Objetivo definido – A maior distribuidora do país assumiu a nova denominação de quantiQ Distribuição Química Ltda., deixando de fazer menção às iniciais do antigo controlador. Com faturamento da ordem de US$ 600 milhões em 2013, pertence à Braskem, que pretendeu vendê-la até meados do ano passado, quando decidiu mantê-la como subsidiária com autonomia operacional. “Assumimos uma atitude de transparência total com o nosso pessoal, em todas as áreas e níveis, e também com os fornecedores, com isso aumentou a satisfação em participar da quantiQ, a rotatividade de pessoal diminuiu”, comentou Armando Bighetti, diretor-presidente da distribuidora.

Ele salientou que o foco das atividades é a geração de valor para todas as partes envolvidas no negócio, em sentido amplo (stakeholders). Nesse sentido, a permanência do controlador e a mudança de nome deixaram muito clara para o mercado a intenção de perpetuar a companhia, sem práticas aventureiras.

A decisão do acionista tranquilizou os fornecedores globais, alguns dos quais temerosos quanto ao futuro da companhia em caso de uma eventual venda. “O comprador poderia ser um distribuidor de porte mundial, com acordos com vários fabricantes, e isso implicaria problemas de incompatibilidade com os nossos parceiros atuais”, afirmou. Após a decisão, a quantiQ firmou acordos com 10 distribuídas, entre elas Kerry, DSM, Tri-Ka, Ajinomoto nos produtos farmacêuticos (já tinha a linha de cosméticos), Methanex, Shin-Etsu, Doxa e Chemtura. E foram poucas as defecções.

Na outra ponta da cadeia, os clientes não apresentaram mudanças de comportamento. “Os clientes não se preocupam com quem detém o controle acionário, eles querem ter acesso a produtos de qualidade com os serviços adequados”, avaliou Bighetti.

A meta da quantiQ é crescer com qualidade, sem perder faturamento, mas com a rentabilidade preservada. “Estamos preparados para atuar tanto em um mercado estagnado quanto num eufórico, já estudamos e avaliamos os impactos de ambos os casos e esperamos encontrar uma situação intermediária”, comentou Bighetti. “Historicamente, o Brasil não apresenta crises de longo prazo; no mundo, elas são mais fortes, porém mais curtas.”

A distribuidora já havia iniciado o programa “Ralos: não tê-los” que envolve toda a empresa na identificação de custos desnecessários e na busca por meios para realizar as operações de modo cada vez mais eficiente e mais seguro.
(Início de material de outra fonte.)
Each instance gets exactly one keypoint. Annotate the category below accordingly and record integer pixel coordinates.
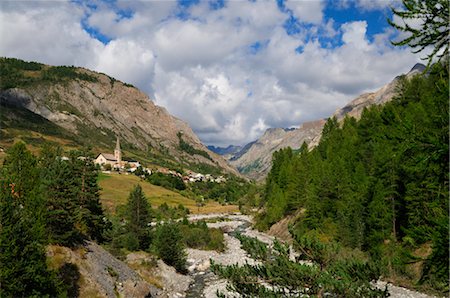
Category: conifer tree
(169, 246)
(139, 216)
(23, 268)
(434, 29)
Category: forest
(378, 185)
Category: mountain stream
(204, 283)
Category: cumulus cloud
(231, 72)
(307, 11)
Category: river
(204, 283)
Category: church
(115, 160)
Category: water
(202, 279)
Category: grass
(116, 189)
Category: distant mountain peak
(418, 67)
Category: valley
(190, 149)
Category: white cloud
(354, 34)
(310, 11)
(203, 68)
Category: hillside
(75, 106)
(116, 189)
(255, 160)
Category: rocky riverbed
(203, 283)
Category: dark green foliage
(198, 235)
(17, 73)
(61, 73)
(138, 218)
(278, 275)
(186, 147)
(166, 181)
(226, 192)
(70, 276)
(168, 244)
(379, 184)
(434, 29)
(23, 268)
(72, 197)
(165, 212)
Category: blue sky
(231, 69)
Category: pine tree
(169, 246)
(433, 31)
(61, 189)
(138, 216)
(23, 268)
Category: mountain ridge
(255, 162)
(99, 108)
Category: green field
(116, 188)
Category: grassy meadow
(116, 188)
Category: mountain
(255, 161)
(225, 151)
(76, 106)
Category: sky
(231, 69)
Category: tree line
(379, 185)
(44, 200)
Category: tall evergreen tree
(434, 29)
(23, 268)
(139, 216)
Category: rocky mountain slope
(226, 152)
(96, 109)
(255, 161)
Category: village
(114, 162)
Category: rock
(107, 107)
(256, 157)
(204, 265)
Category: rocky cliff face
(255, 161)
(100, 108)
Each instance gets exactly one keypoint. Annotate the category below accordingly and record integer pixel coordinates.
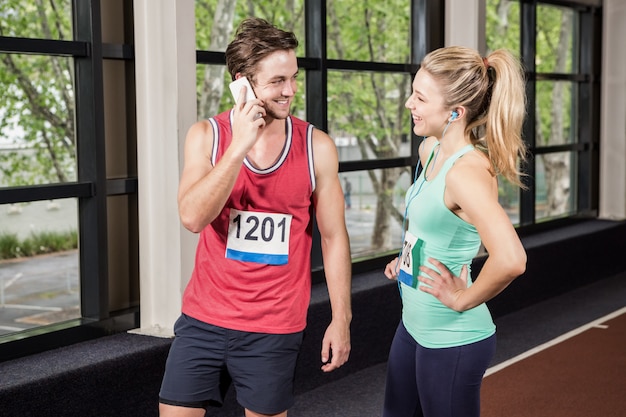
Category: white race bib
(406, 261)
(258, 237)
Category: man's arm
(204, 188)
(330, 215)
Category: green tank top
(444, 236)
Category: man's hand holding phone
(249, 112)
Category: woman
(470, 109)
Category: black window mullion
(528, 19)
(588, 112)
(316, 96)
(316, 79)
(91, 162)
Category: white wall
(465, 24)
(613, 112)
(165, 62)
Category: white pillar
(165, 63)
(613, 115)
(465, 24)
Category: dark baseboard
(119, 375)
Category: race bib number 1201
(258, 237)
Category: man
(252, 177)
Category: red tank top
(253, 262)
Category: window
(59, 211)
(558, 52)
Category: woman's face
(426, 105)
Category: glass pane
(376, 31)
(556, 113)
(50, 19)
(503, 25)
(508, 196)
(555, 193)
(215, 97)
(37, 144)
(38, 264)
(367, 116)
(555, 46)
(374, 218)
(216, 20)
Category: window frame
(587, 77)
(91, 189)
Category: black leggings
(443, 382)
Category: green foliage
(36, 244)
(37, 110)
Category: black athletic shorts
(204, 360)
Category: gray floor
(361, 394)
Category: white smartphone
(235, 88)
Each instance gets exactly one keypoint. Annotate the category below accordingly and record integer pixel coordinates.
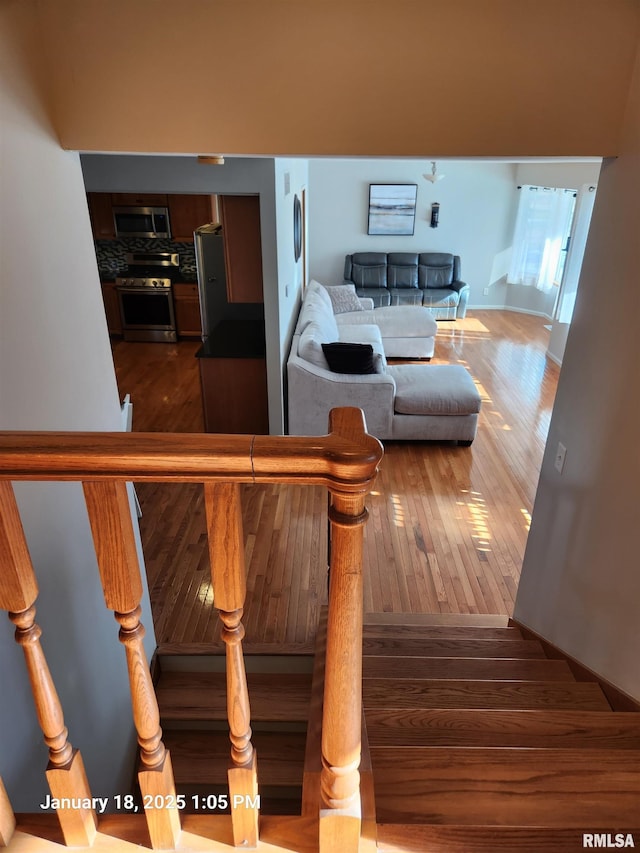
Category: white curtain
(542, 227)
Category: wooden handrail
(186, 457)
(345, 461)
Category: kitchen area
(181, 279)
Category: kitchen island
(233, 376)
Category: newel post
(112, 529)
(226, 549)
(340, 813)
(340, 808)
(18, 592)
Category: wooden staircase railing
(345, 461)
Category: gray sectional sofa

“Todos os nossos processos operacionais e logísticos passam por uma revisão para verificar se ainda podem ser aprimorados”, comentou. “Quando um equipamento pode fazer melhor um serviço que um operador, deve-se fazer o investimento e liberar esse profissional para tarefas mais importantes.” Ele atribuiu o avanço desse aprimoramento ao diálogo constante com todos os colaboradores, facilitando a troca de ideias.

Aliás, a política interna da distribuidora enfatiza a distribuição de poderes e responsabilidades em todo o “ecossistema empresarial”. Evidentemente, isso implica manter um sistema de informações amplo para apoiar a tomada de decisões pelos profissionais.

A rentabilidade setorial é geralmente estimada entre 8% e 9% em Ebitda (lucros antes de juros, tributos, depreciação e amortizações). Bighetti entende que essa média tenha caído no último exercício para 6% a 7%, faixa em que se enquadra a quantiQ. “Essa rentabilidade é adequada para uma distribuidora com atuação equilibrada entre commodities e especialidades”, avaliou.

A título de esclarecimento, Bighetti explica que a Braskem é acionista, fornecedora e cliente da quantiQ, mas o relacionamento entre ambas não tem nenhum tipo de favorecimento ou privilégio. “Somos um cliente como qualquer outro da Braskem, que mantém uma política de distribuição definida”, confirmou. Embora pertença à petroquímica, a distribuidora sequer opera com seus principais itens, as resinas termoplásticas, comercializadas por outras empresas do ramo. “Temos solventes da Braskem, itens que tem um peso muito relevante no nosso faturamento, mas não contamos com as especialidades dela”, considerou.